Structural Modifications to Polystyrene via Self-Assembling Molecules


  • This work was supported by the U.S. Air Force Office of Scientific Research under Award No. F49620-00-1-283/P0002, the U.S. Army Research Office under Award No. DAAG55-97-1-0126, and the U.S. Department of Energy under Award No. DE-FG02-00ER45810/A001. The authors wish to recognize Yau-Ru Chen, Thang Bui, and Mark Seniw at Northwestern University for providing technical assistance and are thankful for useful discussions with Prof. Edward Kramer of the University of California at Santa Barbara.

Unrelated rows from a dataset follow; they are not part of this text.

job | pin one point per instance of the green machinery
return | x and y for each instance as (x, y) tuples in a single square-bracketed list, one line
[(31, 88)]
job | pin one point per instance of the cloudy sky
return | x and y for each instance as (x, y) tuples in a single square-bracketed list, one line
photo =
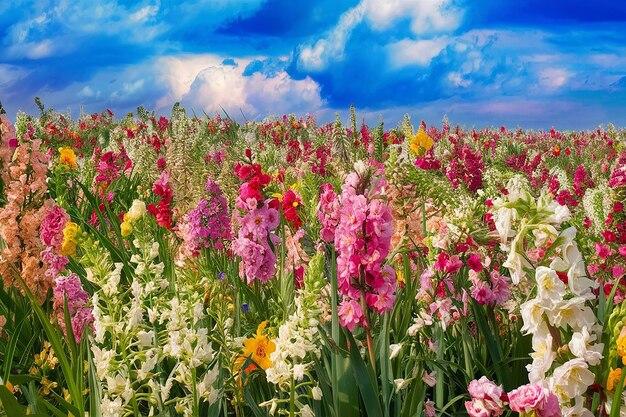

We have previously reported that small quantities of self-assembling molecules known as dendron rodcoils (DRCs) can be used as supramolecular additives to modify the properties of polystyrene (PS). These molecules spontaneously assemble into supramolecular nanoribbons that can be incorporated into bulk PS in such a way that the orientation of the polymer is significantly enhanced when mechanically drawn above the glass-transition temperature. In the current study, we more closely evaluate the structural role of the DRC nanoribbons in PS by investigating the mechanical properties and deformation microstructures of polymers modified by self-assembly. In comparision to PS homopolymer, PS containing small amounts (≤ 1.0 wt.-%) of self-assembling DRC molecules exhibit greater Charpy impact strengths in double-notch four-point bending and significantly greater elongations to failure in uniaxial tension at 250 % prestrain. Although the DRC-modified polymer shows significantly smaller elongations to failure at 1000 % prestrain, both low- and high-prestrain specimens maintain tensile strengths that are comparable to those of the homopolymer. The improved toughness and ductility of DRC-modified PS appears to be related to the increased stress whitening and craze density that was observed near fracture surfaces. However, the mechanism by which the self-assembling DRC molecules toughen PS is different from that of conventional additives. These molecules assemble into supramolecular nanoribbons that enhance polymer orientation, which in turn modifies crazing patterns and improves impact strength and ductility.